92 On the other hand counsel for Messrs Russell and Iremonger sought to distance themselves from that argument when responding to the Crown appeals on the alleged inadequacy of the sentences they received, contending that their degree of criminal responsibility was less than that of Messrs Eter and Cotter.

93 There were, of course, some significant subjective differences that played a role in the sentencing process, as they must, even though the court was dealing with a case of joint criminal enterprise. Thus, Messrs Russell and Iremonger were some six years younger than Messrs Cotter and Eter and there were differences in their relevant backgrounds including their relevant criminal backgrounds. In addition, the sentencing judge was required to take into account a total of four matters on 2 Form 1’s in Mr Eter’s case, and two matters on a Form 1 in Mr Iremonger’s case.

94 Bearing in mind the objective serious criminality involved in the joint criminal enterprise, and giving full weight to the various subjective matters raised by each offender, I am, with due respect to the learned sentencing judge, firmly of the view that the sentences were manifestly inadequate in each case. I agree with the respective submissions that were made by Mr Lamprati on behalf of the Crown in this respect. Specifically there was in each case a failure to comply with the guidelines set out in R v Henry (1999) 46 NSWLR 346 and a failure to apply the principles applicable to a joint criminal enterprise.

95 Special mention should be made of Mr Russell’s case. It is true that whilst the specific criminal conduct was occurring within the farmhouse itself, he remained hidden within the motor vehicle. The only explanation available for such conduct on his part is that he and his co-offenders obviously feared that if he entered the farmhouse he would be recognised by the occupants. This would put them all at risk.
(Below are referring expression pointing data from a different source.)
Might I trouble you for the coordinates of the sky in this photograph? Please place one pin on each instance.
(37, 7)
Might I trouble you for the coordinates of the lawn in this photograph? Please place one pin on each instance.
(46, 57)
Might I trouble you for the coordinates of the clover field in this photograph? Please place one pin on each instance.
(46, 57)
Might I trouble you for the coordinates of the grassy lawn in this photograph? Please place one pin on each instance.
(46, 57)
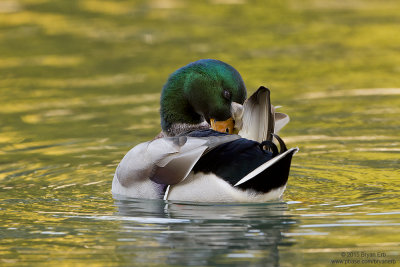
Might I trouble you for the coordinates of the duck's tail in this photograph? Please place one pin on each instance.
(273, 174)
(259, 120)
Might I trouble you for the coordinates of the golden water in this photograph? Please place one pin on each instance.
(80, 84)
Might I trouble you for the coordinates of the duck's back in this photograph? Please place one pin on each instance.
(229, 163)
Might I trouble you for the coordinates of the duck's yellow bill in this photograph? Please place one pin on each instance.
(223, 126)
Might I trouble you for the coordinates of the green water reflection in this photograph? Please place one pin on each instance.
(80, 83)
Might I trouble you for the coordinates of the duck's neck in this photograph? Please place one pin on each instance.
(177, 115)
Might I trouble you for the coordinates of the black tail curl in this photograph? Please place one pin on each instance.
(270, 146)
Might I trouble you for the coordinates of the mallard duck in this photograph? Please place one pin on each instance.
(215, 146)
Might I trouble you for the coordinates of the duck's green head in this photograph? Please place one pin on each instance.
(202, 91)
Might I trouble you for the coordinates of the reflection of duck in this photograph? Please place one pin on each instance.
(190, 161)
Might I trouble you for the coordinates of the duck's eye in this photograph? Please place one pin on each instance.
(227, 94)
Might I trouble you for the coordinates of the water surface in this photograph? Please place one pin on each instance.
(80, 84)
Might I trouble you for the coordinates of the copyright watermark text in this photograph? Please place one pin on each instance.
(363, 257)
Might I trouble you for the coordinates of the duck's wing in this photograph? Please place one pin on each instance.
(259, 119)
(166, 160)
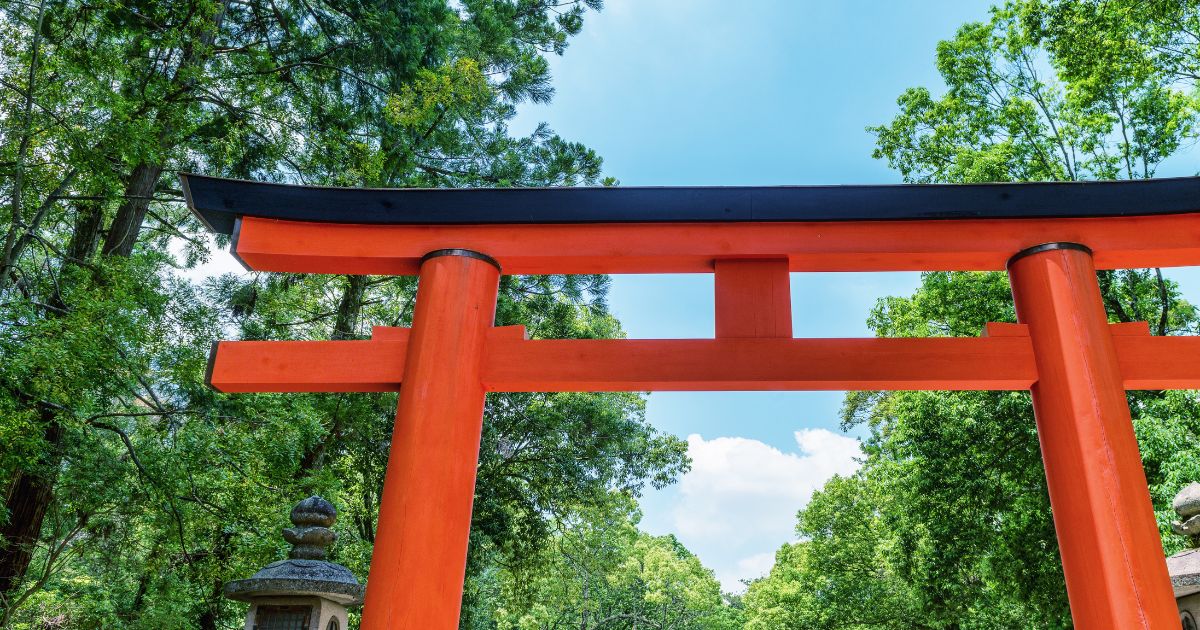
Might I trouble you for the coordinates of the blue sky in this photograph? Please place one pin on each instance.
(751, 93)
(755, 93)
However, the law is clear that in the circumstances he could not avoid full culpability for the criminal conduct which did occur within the farmhouse by reason of the nature of the criminal enterprise in which he engaged. Thus, although I regretfully find myself in disagreement with Hulme J in this regard, I am of the view that Mr Russell as well as Mr Iremonger should have received full custodial sentences.

96 Further, in my view, these offences called for partially concurrent sentences in each case.
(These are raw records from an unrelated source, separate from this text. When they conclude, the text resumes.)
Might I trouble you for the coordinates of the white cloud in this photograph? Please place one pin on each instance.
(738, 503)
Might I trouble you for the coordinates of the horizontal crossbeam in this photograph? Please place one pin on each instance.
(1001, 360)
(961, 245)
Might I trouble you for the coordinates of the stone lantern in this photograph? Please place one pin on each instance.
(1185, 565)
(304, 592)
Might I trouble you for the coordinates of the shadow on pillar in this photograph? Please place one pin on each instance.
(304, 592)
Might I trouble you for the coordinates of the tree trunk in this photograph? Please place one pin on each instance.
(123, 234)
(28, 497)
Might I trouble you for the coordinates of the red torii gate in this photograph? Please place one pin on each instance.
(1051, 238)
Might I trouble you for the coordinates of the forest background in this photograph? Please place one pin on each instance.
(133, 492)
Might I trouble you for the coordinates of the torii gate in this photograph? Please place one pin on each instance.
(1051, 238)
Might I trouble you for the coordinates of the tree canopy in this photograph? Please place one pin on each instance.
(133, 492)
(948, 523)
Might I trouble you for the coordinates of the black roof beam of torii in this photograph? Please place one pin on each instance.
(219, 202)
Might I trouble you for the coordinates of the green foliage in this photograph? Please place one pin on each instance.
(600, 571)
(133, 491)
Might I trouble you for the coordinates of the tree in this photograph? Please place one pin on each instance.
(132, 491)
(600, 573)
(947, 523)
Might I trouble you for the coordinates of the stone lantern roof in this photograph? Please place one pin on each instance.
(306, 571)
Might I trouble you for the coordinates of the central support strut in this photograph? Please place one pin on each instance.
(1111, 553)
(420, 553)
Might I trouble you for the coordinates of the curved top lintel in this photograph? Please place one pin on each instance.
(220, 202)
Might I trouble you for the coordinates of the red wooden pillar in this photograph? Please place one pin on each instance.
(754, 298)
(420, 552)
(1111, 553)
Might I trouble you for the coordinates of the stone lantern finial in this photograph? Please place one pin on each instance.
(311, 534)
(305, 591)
97 No problem arises in relation to the application by Mr Eter for leave to appeal against his sentence. This application lacks substance. However, the application for leave to appeal should be allowed but the appeal dismissed. The Crown appeals do, however, present considerable difficulties, particularly bearing in mind the question of parity. It is now almost two years since the offences were committed and some nine months since the offenders were sentenced. To their credit each of the offenders has taken advantage of the leniency afforded to him and progressed towards rehabilitation. It would, in my view, now be unduly onerous to impose full custodial sentences upon Messrs Russell and Iremonger. In their case I would therefore exercise the discretion which is vested in the Court to dismiss the appeals albeit having been satisfied that these sentences were manifestly inadequate.

98 Bearing in mind what I have said about the involvement of each offender in the one joint criminal enterprise, I think it would offend the principle of parity to then increase the sentences imposed upon Messrs Eter and Cotter, again, despite their manifest inadequacy. In this regard one must bear in mind that Mr Cotter is due to be released to parole on 15 March 2004 and Mr Eter on 25 January 2004. Thus, I would also exercise the Court’s residual discretion and dismiss the Crown appeals against them.

99 In summary therefore, I would propose the following orders:

          1. In the case of Mr Eter -
              (a) Grant the application for leave to appeal against sentence but dismiss the appeal.
              (b) Dismiss the Crown appeal.
          2. Dismiss the Crown appeals against the sentences imposed upon each of Messrs Cotter, Russell and Iremonger.